In 2023, 100 years after legendary Argentine golfer Roberto De Vicenzo was born, then 22-year-old countryman Mateo Fernández de Oliveira won the Latin America Amateur Championship (LAAC), and competed in The Masters Tournament, the U.S. Open and The Open Championship at Royal Liverpool, where De Vicenzo was the only Argentine to claim the Claret Jug more than five decades earlier.

“Winning a tournament like the Latin America Amateur that opens so many doors will always be very special. I had the chance to play at Royal Liverpool and Augusta, where De Vicenzo won in 1967 and Angel Cabrera conquered the Green Jacket in 2009 [respectively],” said Fernández de Oliveira about the invitations for the winner of the LAAC.

The champion of the 2025 Latin America Amateur at Pilar Golf Club outside Buenos Aires will receive an invitation to compete in the 2025 Masters Tournament and exemptions into The 153rd Open at Royal Portrush and the 125th U.S. Open at Oakmont, where Cabrera became the only Argentine to lift the U.S. Open Championship Trophy in 2007.

“I remember being a kid and watching Cabrera win in 2009 and lose the playoff against Adam Scott at the 2013 Masters,” recalled 21-year-old Abel Gallegos, who became the first Argentine champion of the Latin American Amateur in 2020.

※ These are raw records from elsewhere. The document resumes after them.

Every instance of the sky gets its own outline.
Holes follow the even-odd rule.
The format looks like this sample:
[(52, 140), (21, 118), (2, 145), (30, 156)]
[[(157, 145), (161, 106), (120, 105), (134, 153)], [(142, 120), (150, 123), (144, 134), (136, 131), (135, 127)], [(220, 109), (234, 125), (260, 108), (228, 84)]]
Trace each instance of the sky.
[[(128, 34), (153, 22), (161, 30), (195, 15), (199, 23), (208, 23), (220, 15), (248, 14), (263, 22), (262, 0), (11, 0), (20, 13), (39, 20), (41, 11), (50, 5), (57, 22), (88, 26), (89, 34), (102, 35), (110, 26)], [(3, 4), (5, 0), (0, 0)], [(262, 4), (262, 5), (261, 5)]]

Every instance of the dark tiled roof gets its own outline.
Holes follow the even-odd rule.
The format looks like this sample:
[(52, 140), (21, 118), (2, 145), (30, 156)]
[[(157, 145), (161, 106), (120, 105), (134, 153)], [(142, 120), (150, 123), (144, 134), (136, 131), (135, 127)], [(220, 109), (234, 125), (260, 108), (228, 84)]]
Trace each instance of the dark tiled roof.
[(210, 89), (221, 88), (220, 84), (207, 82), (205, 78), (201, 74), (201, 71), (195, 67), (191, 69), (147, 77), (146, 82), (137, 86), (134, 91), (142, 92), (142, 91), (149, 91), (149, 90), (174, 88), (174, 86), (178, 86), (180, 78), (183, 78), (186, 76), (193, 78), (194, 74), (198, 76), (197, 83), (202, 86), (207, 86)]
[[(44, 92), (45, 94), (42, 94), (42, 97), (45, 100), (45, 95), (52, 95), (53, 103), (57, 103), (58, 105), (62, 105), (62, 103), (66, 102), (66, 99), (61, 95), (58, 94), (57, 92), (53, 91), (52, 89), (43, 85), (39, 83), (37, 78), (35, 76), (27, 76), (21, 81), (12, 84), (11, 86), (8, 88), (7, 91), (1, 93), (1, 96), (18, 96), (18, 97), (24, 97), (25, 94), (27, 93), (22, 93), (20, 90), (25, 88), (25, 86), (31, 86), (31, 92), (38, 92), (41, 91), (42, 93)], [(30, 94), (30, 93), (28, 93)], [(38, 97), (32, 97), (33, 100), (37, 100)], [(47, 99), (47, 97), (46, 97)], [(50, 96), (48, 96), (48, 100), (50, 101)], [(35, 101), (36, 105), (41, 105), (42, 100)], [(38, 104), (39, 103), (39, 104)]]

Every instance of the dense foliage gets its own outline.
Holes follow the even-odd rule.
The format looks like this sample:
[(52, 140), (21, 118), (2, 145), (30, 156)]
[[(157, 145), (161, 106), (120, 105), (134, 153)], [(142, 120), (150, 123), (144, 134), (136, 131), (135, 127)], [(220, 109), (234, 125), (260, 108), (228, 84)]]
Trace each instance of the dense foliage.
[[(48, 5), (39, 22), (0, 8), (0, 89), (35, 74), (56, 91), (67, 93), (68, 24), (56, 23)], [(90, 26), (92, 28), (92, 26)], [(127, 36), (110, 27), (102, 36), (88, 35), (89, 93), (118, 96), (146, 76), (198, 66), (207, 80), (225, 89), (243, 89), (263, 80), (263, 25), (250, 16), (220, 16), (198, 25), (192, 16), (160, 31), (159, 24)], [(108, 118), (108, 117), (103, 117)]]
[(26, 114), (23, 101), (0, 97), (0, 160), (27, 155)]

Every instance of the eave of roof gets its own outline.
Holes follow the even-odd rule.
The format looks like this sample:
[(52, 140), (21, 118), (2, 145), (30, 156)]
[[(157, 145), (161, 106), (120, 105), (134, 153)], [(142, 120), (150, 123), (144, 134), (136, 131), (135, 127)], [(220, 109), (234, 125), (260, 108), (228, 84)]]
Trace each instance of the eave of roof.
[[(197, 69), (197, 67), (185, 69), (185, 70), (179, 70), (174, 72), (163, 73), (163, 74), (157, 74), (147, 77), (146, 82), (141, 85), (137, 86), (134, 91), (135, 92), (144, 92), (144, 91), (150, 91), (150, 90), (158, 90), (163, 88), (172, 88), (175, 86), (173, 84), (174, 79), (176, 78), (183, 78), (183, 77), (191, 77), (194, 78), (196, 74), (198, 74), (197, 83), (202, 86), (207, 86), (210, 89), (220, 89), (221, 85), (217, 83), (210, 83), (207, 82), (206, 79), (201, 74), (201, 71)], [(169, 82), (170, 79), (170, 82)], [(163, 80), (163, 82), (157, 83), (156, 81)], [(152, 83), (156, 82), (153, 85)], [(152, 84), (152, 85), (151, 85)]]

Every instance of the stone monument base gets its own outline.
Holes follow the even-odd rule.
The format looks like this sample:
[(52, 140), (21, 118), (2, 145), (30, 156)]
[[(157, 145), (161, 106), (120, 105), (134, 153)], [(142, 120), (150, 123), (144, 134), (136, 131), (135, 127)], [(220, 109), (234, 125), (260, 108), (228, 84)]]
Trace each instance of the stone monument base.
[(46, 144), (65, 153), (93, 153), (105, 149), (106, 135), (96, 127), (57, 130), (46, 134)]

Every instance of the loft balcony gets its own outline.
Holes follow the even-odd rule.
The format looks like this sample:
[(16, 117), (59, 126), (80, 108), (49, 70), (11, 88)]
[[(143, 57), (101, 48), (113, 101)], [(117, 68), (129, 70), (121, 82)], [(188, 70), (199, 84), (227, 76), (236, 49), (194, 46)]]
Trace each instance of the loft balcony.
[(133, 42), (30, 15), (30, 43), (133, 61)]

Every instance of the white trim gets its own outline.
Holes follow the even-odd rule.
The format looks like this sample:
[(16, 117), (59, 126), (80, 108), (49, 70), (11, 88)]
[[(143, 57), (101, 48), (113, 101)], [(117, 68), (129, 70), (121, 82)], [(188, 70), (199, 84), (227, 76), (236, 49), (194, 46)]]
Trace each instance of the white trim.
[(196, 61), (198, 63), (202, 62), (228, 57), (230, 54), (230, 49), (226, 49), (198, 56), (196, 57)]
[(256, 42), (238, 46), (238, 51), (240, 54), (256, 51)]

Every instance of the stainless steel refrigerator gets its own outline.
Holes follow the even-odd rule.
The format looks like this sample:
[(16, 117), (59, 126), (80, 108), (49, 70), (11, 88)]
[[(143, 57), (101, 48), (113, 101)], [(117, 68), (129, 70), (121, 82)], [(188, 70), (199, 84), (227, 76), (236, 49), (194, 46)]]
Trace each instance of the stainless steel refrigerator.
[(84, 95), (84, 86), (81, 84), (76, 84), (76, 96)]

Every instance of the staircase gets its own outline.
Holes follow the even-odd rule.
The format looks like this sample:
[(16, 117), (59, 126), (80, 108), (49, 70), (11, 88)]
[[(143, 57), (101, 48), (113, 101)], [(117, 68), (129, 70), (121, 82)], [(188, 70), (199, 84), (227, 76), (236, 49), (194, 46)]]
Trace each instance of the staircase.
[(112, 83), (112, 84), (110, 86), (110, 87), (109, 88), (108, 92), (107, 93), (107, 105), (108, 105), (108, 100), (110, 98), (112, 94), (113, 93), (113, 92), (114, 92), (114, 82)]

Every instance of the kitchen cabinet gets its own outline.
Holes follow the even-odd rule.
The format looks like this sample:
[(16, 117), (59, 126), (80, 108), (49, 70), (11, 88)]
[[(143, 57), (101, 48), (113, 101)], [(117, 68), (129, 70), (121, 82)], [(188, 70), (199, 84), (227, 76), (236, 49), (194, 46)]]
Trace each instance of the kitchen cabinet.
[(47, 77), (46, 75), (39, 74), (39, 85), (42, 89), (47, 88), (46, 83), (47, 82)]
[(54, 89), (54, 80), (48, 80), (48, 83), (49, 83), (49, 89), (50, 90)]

Gallegos and Fernández de Oliveira are part of a notable list of Argentine golfers at the majors. A list that goes back 100 years with J.J. Cruikshank’s 17th finish at the 1925 Open Championship in Prestwick and Jose Jurado’s runner-up to Tommy Armour in 1931 at Carnoustie. The next year, Jurado finished sixth at the 1932 U.S. Open at Fresh Meadow Country Club in New York.

The young players representing Argentina in the 2025 Latin America Amateur recognize that history and revere their golf legends. “I was lucky to meet De Vicenzo,” said 20-year-old Ramiro Acevedo, who is making his second start at the LAAC.

“One of my best memories is when he told me ‘If you want to win many tournaments on Sunday, you have to go out and beat them on the course’,” added Acevedo, a member of Ranelagh Golf Club, the home course of De Vicenzo, who passed away in 2017.

“My favorite golfer is Masters and U.S. Champion ‘Pato’ Cabrera,” said 25-year-old Segundo Oliva Pinto, born in Cordoba like Cabrera, who remembers shooting 29 on the front nine the first time he played with Angel.

Oliva Pinto has collected four top-15 finishes in his four LAACs, one more than his teammate Vicente Marzilio, who finished third in 2023 and runner-up in 2022. In the nine previous editions, Argentine players have finished 14 times in the top-10, with three runners-up (Marzilio and Fernández de Oliveira in 2022 and Alejandro Tosti in 2015), and two champions, Fernández de Oliveira in 2023 and Gallegos in 2020.

“Abel showed us that Argentines can win this tournament with ease. We got a lot of motivation and confidence by seeing how good he was and comparing him to ourselves,” said Marzilio of the first Argentine champion of the Latin America Amateur.